We can forget about President Clinton as our coxswain for this boat ride, but Congress could play a role. In the year 2000, it might hold the occasional historical debate and thus fulfill its calling as an educational as well as a political body. This is the time to revisit America's Founding Myth, for instance. In 1892, Congress designated Oct. 12 as Columbus Day since Columbus "discovered" America, and in 1968 it decreed that Columbus Day be a federal holiday. But Columbus did not discover America; he discovered a few Caribbean islands, and then set about to enslave the native population. Consequently, Columbus Day, now freighted with embarrassment and misinformation, has become a sop to the Italian-American community, and is the least widely observed federal holiday we have.
It has been established, through carbon dating, that a far earlier European presence in North America came with the Viking explorer Leif Ericsson in the year 1000 A.D. Canada has created a national park at L'Anse aux Meadows in Newfoundland to commemorate the site of the first Viking settlement. And it is widely accepted that the third Viking voyage was led by a woman, Gudrid Thorbjarnardottir, the wife of Leif's younger brother, who for a time lived on the island of Manhattan and gave birth to the first known European-American child.

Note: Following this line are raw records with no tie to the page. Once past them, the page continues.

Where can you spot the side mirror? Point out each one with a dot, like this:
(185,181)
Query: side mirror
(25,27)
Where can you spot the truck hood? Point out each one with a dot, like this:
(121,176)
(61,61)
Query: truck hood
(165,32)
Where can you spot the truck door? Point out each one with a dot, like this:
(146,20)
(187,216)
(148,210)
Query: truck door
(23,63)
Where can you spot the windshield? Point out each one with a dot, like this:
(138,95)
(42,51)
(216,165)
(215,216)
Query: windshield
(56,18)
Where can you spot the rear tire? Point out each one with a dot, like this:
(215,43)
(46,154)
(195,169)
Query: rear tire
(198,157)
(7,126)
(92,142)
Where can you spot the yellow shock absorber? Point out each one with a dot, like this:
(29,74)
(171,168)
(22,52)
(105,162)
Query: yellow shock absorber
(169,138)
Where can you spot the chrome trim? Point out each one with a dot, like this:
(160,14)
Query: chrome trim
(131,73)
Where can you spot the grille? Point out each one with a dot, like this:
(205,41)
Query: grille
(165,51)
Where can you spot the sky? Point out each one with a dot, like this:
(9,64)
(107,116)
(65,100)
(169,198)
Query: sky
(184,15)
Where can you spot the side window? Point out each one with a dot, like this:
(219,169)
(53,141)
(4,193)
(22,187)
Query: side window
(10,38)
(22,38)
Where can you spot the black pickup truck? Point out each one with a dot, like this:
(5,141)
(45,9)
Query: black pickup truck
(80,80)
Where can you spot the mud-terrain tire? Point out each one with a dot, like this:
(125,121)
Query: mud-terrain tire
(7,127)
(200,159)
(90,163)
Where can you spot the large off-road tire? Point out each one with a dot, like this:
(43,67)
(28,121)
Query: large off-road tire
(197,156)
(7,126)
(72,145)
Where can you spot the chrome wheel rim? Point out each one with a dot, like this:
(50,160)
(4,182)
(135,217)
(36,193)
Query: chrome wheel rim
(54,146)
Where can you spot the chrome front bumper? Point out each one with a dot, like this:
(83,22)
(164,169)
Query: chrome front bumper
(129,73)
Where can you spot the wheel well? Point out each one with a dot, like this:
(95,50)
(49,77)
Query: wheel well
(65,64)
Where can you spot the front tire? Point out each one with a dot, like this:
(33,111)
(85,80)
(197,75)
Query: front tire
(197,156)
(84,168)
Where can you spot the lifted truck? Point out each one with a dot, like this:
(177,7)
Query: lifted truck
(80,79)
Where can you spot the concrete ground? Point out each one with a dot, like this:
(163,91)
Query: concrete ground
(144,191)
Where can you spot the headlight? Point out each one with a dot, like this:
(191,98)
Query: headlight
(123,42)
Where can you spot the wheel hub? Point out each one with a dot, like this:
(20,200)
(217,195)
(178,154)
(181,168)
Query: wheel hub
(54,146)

Congress has acknowledged Ericsson's claim; it should now debate a resolution to broaden and invigorate the current federal holiday as Discoverers Day. Ericsson and other explorers of the Americas, Ponce de Len, Hernando de Soto, John Smith, Francisco Vasquez de Coronado, John Wesley Powell, Merriwether Lewis and William Clark, the Polynesians who settled Hawaii, Sacagawea and, perhaps, Thorbjarnardottir herself, should take their places alongside Columbus in a wider celebration of exploration and the pioneering American spirit. And the official holiday should embrace the present-day explorers, the astronauts and astronomers, who are giving us a vastly expanded concept of humankind's place in the universe and cosmos. NASA should name a space shuttle mission after Ericsson next year to draw attention to the shift.
It is time to stop the silly talk and to have a real national conversation about the meaning of the millennium for America. In this fleeting moment, the past and future are majestically and magically intertwined. It should not be allowed to slip past us in a champagne fog or in the daze of a temperamental computer screen.

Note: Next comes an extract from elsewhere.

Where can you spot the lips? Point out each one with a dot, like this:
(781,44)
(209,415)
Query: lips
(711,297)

James Reston Jr. is the author of "The Last Apocalypse: Europe at the Year 1000 A.D." (Anchor Books).
What Is Going On?
The White House Millennium Council was created with the theme "Honor the Past--Imagine the Future." Highlights of its projects follow:
The president and first lady have begun hosting Millennium Evenings at the White House--a series of lectures and cultural events with scholars and artists that are accessible to the public via cybercast over the Internet and broadcast via satellite.

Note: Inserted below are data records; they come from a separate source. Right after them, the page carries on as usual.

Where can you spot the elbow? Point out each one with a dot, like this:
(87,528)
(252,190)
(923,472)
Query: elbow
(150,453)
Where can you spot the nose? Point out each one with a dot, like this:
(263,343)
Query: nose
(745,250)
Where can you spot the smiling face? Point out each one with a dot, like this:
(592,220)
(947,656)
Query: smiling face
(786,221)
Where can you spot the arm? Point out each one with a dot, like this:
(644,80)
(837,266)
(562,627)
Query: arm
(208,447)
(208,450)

In coordination with the Department of Transportation, the council plans to recognize more than 2,000 existing and new Millennial Trails, supporting the development of trails through new federal and state funding, and private partnerships.
As one of its International Millennial Events, the council is encouraging the creation of sister-city relationships with communities overseas.
With its Save America's Treasures project, the council plans to stimulate private efforts to preserve our national heritage and history. The National Trust for Historic Preservation is providing leadership by inviting individuals, foundations and corporations to participate.